As I mentioned, two women who should have been at Muskoka Pride reached out to me to vent their disquiet over Clement’s attendance as well as the presence of uniformed police officers at our local pride event. I would come up short if I tried to describe how deeply their absence was felt. And that was just two women who know me well enough to share their concerns. I don’t have numbers of how many members of our community remained home because of uniformed police presence or that of known abusers, the names of whom circulate like reusable grocery bags among us.

Lest we forget our herstory, Pride began not as a celebration of our diversity, but as a protest against police brutality. On a summer night in 1969, decades of violence enacted by police against members of the gay community culminated in the Stonewall uprising, with Stormé DeLarverie, a butch lesbian, attributed with its incitation after being assaulted by police and then arrested. Her rallying cry: “Why don’t you do something?”

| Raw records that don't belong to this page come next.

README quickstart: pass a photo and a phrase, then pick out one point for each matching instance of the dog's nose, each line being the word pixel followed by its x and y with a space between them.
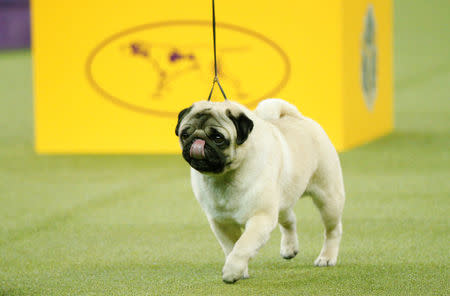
pixel 197 150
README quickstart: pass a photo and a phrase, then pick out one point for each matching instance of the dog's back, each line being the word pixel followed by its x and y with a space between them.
pixel 272 109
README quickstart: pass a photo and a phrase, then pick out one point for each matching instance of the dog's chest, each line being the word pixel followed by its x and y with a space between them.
pixel 224 205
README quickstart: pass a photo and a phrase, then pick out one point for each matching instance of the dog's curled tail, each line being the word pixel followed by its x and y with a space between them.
pixel 271 109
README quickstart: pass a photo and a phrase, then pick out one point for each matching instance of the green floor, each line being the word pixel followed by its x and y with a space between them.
pixel 129 225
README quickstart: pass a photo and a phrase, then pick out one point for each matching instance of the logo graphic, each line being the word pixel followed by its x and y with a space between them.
pixel 161 68
pixel 369 59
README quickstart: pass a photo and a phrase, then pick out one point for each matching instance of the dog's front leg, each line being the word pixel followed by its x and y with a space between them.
pixel 256 233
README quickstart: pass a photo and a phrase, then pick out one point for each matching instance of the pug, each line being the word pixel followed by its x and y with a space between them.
pixel 248 169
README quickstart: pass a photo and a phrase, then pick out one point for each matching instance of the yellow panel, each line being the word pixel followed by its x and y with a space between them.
pixel 367 71
pixel 111 78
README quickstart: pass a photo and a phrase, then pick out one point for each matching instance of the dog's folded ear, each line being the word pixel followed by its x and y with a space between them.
pixel 243 124
pixel 181 115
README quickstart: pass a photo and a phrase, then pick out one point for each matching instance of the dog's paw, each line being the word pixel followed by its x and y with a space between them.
pixel 234 270
pixel 289 248
pixel 322 261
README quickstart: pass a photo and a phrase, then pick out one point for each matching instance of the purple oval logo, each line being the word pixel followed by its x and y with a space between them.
pixel 163 67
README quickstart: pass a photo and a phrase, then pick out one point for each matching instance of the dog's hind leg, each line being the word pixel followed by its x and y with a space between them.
pixel 330 206
pixel 288 228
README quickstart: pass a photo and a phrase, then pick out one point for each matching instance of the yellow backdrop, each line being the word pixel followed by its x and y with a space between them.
pixel 111 77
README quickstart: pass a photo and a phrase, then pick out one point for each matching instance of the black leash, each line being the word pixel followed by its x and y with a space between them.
pixel 216 78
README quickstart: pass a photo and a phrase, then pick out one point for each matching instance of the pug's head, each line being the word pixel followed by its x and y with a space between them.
pixel 213 135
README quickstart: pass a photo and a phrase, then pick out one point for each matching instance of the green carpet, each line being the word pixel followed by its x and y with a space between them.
pixel 129 225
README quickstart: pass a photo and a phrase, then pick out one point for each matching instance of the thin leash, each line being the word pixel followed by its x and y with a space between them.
pixel 216 78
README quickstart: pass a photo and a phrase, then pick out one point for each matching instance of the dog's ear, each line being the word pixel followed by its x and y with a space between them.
pixel 181 115
pixel 243 124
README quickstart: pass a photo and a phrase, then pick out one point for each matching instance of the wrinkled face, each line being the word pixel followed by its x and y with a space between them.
pixel 209 136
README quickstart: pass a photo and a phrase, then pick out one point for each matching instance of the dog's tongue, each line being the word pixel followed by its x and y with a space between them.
pixel 198 149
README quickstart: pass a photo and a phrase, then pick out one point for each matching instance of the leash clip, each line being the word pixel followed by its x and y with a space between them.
pixel 216 78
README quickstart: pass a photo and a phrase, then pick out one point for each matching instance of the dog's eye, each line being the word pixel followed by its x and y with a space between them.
pixel 184 135
pixel 218 139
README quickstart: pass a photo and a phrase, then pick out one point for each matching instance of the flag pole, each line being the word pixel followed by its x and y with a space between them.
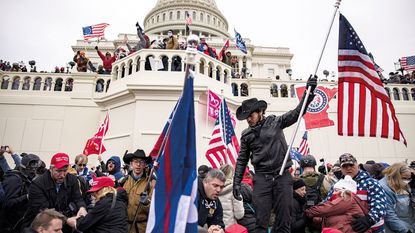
pixel 103 135
pixel 336 8
pixel 190 62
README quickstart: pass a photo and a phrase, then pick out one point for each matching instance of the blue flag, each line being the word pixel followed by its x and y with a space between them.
pixel 240 43
pixel 173 208
pixel 295 155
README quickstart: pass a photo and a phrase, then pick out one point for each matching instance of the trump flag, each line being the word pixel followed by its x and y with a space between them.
pixel 173 208
pixel 94 145
pixel 317 116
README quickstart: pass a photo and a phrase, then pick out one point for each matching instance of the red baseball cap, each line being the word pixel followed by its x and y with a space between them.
pixel 60 160
pixel 101 182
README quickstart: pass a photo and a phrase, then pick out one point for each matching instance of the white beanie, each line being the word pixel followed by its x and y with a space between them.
pixel 346 184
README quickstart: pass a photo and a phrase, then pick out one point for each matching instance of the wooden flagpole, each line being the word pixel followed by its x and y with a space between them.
pixel 336 8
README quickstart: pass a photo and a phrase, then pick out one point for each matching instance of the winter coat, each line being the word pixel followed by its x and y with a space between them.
pixel 265 144
pixel 172 43
pixel 400 215
pixel 298 221
pixel 210 212
pixel 81 63
pixel 104 218
pixel 117 173
pixel 106 62
pixel 16 186
pixel 134 189
pixel 233 209
pixel 311 179
pixel 249 219
pixel 369 189
pixel 338 213
pixel 43 194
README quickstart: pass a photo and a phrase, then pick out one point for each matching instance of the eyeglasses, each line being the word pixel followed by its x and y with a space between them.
pixel 347 165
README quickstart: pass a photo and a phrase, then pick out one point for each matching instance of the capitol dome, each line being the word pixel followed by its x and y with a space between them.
pixel 171 14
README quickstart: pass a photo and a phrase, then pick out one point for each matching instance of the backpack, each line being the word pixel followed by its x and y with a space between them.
pixel 313 193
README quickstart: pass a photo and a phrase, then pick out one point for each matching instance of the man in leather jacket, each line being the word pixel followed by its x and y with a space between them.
pixel 264 144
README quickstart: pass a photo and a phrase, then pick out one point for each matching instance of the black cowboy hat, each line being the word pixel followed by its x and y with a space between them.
pixel 138 154
pixel 249 106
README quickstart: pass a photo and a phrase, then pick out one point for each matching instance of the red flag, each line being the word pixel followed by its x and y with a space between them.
pixel 317 116
pixel 214 105
pixel 224 48
pixel 223 146
pixel 364 107
pixel 94 145
pixel 303 148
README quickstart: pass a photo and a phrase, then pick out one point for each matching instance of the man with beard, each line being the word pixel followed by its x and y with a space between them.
pixel 135 185
pixel 210 210
pixel 57 189
pixel 16 185
pixel 264 144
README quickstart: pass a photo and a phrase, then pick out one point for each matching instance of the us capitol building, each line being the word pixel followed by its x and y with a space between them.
pixel 45 113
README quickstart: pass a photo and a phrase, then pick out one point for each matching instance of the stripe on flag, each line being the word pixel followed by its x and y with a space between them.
pixel 364 108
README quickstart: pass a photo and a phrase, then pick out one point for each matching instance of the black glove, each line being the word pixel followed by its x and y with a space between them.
pixel 144 198
pixel 237 192
pixel 362 223
pixel 312 82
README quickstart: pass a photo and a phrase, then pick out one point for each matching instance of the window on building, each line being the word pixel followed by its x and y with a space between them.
pixel 16 83
pixel 58 84
pixel 37 84
pixel 244 89
pixel 284 91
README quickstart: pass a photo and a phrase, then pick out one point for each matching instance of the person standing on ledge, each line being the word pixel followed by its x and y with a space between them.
pixel 263 142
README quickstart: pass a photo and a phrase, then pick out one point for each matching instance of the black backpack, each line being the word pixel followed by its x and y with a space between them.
pixel 313 194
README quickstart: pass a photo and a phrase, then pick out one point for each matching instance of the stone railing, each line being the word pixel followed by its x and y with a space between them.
pixel 160 60
pixel 54 82
pixel 286 88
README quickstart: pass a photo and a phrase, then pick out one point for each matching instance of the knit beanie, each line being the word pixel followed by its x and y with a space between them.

In case we falsely rest hope in the idea that liberation precedes us and that the past is past, consider the lack of police motivation to resolve the cases of gay men routinely slaughtered by Bruce McArthur.  Our community raised the alarm from the first days of missing men, ignored until the most recent two murders in 2017 were too obvious to dismiss—there are possible cold case victims dating backing to the 1970s.

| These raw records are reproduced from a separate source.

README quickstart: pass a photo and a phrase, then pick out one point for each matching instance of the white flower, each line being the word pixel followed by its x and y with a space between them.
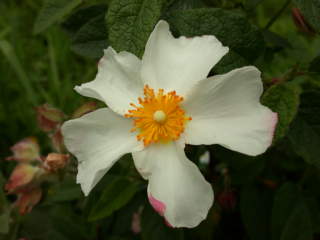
pixel 177 105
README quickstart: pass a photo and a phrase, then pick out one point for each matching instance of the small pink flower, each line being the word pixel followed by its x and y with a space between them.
pixel 21 176
pixel 56 161
pixel 26 150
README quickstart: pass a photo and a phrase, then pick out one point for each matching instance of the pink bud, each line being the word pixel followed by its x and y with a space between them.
pixel 227 199
pixel 84 109
pixel 27 200
pixel 26 150
pixel 21 176
pixel 136 222
pixel 49 117
pixel 56 161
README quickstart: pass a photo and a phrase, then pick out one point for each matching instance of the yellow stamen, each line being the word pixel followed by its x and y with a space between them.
pixel 159 118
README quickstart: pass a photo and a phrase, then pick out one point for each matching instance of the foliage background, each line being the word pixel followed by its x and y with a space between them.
pixel 47 47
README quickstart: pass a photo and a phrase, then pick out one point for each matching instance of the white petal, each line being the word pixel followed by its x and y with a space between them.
pixel 118 81
pixel 225 110
pixel 178 63
pixel 98 140
pixel 177 189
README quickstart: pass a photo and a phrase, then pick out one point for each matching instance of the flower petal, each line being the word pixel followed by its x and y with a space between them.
pixel 117 82
pixel 225 110
pixel 177 190
pixel 98 139
pixel 178 63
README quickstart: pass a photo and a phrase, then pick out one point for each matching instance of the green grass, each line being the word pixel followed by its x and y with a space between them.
pixel 34 69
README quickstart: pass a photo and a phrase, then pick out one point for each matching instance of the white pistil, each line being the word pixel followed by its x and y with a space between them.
pixel 159 116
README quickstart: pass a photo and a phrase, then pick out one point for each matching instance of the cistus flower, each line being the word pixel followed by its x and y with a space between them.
pixel 159 104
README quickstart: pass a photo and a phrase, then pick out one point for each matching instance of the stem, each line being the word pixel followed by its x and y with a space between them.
pixel 275 17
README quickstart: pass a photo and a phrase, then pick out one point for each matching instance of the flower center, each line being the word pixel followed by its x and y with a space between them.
pixel 159 118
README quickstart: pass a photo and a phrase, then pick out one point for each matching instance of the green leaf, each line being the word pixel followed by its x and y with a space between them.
pixel 304 134
pixel 255 206
pixel 245 41
pixel 154 227
pixel 91 38
pixel 64 191
pixel 53 11
pixel 252 4
pixel 310 9
pixel 243 169
pixel 186 4
pixel 285 200
pixel 299 225
pixel 284 99
pixel 130 23
pixel 115 195
pixel 78 19
pixel 315 65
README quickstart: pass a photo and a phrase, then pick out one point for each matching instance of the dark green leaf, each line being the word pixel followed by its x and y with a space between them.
pixel 91 38
pixel 186 4
pixel 243 169
pixel 245 41
pixel 315 65
pixel 314 210
pixel 115 195
pixel 285 200
pixel 130 23
pixel 154 227
pixel 252 4
pixel 255 206
pixel 67 190
pixel 299 225
pixel 284 99
pixel 305 131
pixel 311 11
pixel 4 208
pixel 53 11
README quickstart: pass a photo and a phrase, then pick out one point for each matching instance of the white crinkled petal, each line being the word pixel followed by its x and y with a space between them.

These realities live at the forefront of my mind when I invoke Stormé’s call to action in considering the needs of my community. Marginalized because of sexuality, gender expression or lack thereof, vulnerable due to an only recently abated history of oppression, and often experiencing individual traumas, many members of the LGBT community are oppressed on a variety of axes, a theory known as intersectionality. For example, a lesbian woman of colour is oppressed because of her sex, her sexuality, her racialized status, possibly her class status, and possibly her non-conformity to gender roles.

When I balance her needs against the needs of an upper-class straight male, it’s time that she came out on top.

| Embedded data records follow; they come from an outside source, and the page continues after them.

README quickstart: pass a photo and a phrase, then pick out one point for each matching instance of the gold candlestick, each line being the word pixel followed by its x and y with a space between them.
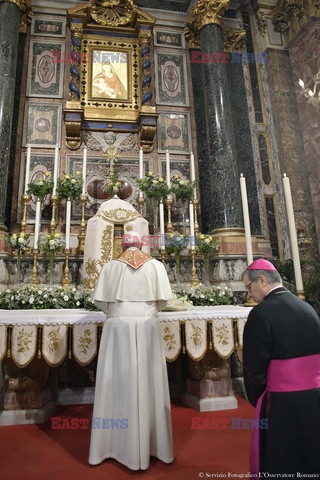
pixel 300 294
pixel 195 210
pixel 168 201
pixel 194 278
pixel 25 200
pixel 82 234
pixel 34 280
pixel 66 280
pixel 54 202
pixel 141 201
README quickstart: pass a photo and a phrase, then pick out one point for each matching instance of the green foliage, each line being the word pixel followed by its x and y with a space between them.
pixel 70 187
pixel 50 243
pixel 183 189
pixel 113 187
pixel 45 298
pixel 154 186
pixel 41 188
pixel 206 243
pixel 175 242
pixel 19 243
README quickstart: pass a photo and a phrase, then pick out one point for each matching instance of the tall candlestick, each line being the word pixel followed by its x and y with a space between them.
pixel 84 171
pixel 162 239
pixel 55 170
pixel 141 164
pixel 193 174
pixel 68 220
pixel 27 172
pixel 168 168
pixel 292 233
pixel 37 225
pixel 192 237
pixel 246 219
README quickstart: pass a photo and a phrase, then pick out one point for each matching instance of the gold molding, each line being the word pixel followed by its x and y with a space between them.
pixel 290 16
pixel 22 4
pixel 73 115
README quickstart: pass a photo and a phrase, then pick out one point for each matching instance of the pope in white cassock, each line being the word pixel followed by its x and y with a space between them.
pixel 132 400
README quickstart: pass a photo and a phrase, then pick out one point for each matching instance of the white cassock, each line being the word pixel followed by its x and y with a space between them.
pixel 132 392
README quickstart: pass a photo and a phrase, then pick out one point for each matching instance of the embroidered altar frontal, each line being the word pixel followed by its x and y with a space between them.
pixel 55 334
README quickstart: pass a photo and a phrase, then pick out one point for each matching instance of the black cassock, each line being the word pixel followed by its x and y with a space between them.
pixel 283 327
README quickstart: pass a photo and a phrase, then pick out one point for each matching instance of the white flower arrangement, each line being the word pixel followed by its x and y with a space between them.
pixel 207 296
pixel 30 298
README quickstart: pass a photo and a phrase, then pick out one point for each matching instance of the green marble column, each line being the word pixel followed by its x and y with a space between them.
pixel 9 40
pixel 221 201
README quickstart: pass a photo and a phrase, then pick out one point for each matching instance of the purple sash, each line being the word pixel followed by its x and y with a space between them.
pixel 290 375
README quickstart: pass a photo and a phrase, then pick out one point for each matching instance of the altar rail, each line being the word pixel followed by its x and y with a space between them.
pixel 55 334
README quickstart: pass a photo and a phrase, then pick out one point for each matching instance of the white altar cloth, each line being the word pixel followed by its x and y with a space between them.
pixel 56 333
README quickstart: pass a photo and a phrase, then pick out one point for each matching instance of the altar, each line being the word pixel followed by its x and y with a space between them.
pixel 51 336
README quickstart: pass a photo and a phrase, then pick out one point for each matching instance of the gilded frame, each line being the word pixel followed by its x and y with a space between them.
pixel 45 72
pixel 109 77
pixel 121 53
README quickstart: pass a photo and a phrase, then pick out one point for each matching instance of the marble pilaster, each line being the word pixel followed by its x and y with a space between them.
pixel 200 120
pixel 221 203
pixel 9 40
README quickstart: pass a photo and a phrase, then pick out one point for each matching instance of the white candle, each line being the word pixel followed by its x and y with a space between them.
pixel 292 233
pixel 162 239
pixel 168 168
pixel 141 164
pixel 55 170
pixel 37 225
pixel 193 174
pixel 84 171
pixel 246 219
pixel 68 220
pixel 27 172
pixel 192 237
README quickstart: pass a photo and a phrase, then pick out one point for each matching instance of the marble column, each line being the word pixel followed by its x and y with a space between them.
pixel 221 201
pixel 198 102
pixel 9 40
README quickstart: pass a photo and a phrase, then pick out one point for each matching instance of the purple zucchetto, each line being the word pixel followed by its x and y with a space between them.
pixel 261 264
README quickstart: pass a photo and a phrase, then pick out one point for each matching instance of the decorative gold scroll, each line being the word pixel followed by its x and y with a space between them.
pixel 54 344
pixel 84 343
pixel 171 341
pixel 23 344
pixel 196 338
pixel 223 338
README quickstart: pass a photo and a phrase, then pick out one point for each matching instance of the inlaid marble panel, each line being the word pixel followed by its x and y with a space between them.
pixel 171 78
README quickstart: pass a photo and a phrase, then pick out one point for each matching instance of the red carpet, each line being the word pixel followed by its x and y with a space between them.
pixel 38 452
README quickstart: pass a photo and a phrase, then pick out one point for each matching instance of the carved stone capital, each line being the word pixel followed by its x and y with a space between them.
pixel 76 30
pixel 192 37
pixel 232 39
pixel 285 11
pixel 261 23
pixel 26 12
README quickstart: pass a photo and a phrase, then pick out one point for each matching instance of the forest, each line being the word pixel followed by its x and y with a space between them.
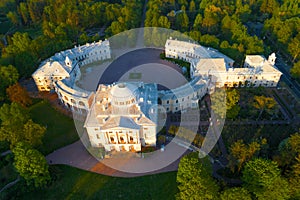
pixel 33 30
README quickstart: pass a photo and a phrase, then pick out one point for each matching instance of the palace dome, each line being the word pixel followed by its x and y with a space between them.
pixel 123 94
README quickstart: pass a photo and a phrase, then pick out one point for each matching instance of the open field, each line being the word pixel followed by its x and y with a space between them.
pixel 73 183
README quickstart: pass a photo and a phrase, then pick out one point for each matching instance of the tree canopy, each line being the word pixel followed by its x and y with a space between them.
pixel 262 178
pixel 16 126
pixel 194 178
pixel 31 164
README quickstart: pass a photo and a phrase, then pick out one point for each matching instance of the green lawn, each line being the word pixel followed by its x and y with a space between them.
pixel 74 183
pixel 61 130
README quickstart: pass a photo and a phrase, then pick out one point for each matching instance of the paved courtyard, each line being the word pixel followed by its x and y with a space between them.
pixel 146 62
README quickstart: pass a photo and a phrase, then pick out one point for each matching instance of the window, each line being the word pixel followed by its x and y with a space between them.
pixel 81 103
pixel 112 140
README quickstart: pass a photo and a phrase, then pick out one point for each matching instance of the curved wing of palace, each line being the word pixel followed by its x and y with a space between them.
pixel 121 116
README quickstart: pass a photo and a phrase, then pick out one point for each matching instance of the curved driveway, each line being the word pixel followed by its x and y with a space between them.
pixel 76 155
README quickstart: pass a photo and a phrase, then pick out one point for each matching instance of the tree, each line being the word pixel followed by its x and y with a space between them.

Am I saying that straight men shouldn’t be welcome at Pride? No—because I think there is a place for allies to use their power and privilege to uplift the voices of those lacking said unearned gifts. But do I believe that straight men and other heterosexual people or indeed those with privilege like myself as a white person have a responsibility to, as Stormé reproached, Do Something?

Yes.

So here’s me, using one of the avenues I’ve been granted, to ask that those accused of any type of sexual abuse or misconduct refrain from attending Pride. For want of a true ‘safe space’, Pride is so very close to what we need to heal as a community from relentless othering in a society that’s enforced a hierarchy we cannot ascend by virtue of being the amazing people we are. Here’s the thing, though—it may be too much to ask that these people stay home. Pride is playful, loving, welcoming, and a fabulous photo op—it must be hard to resist.

My secondary plea, then, is to the rest of you. Do something. Educate yourselves on LGBT issues. Understand why straight people don’t get a march (here’s a hint—you march down the street hand-in-hand with your partner every day without clenching their hand when someone looks at you a little off and having to silently decide between being safe and being Proud). Understand why uniformed police are, to put it politely, problematic at Pride events. Understand why brandishing rainbow colours does not alone make you an ally unless you wear that rainbow every single day to every single call—otherwise, understand it’s just marketing. No different than vodka brands or banks.

Not every member of my community agrees with me, by the way. I welcome differing opinions because I’m not about silencing anyone. However, those with more privilege simply speak louder. That’s the nature of the beast—privilege is a microphone. So I cup my hands around my mouth and shout—because I remember Stormé, and I remember my friends who remained at home, and I know what I have to do.

 

Note: I use the acronym LGBT because it’s what I came out into—there are countless ways of describing the “pride community” and this is mine.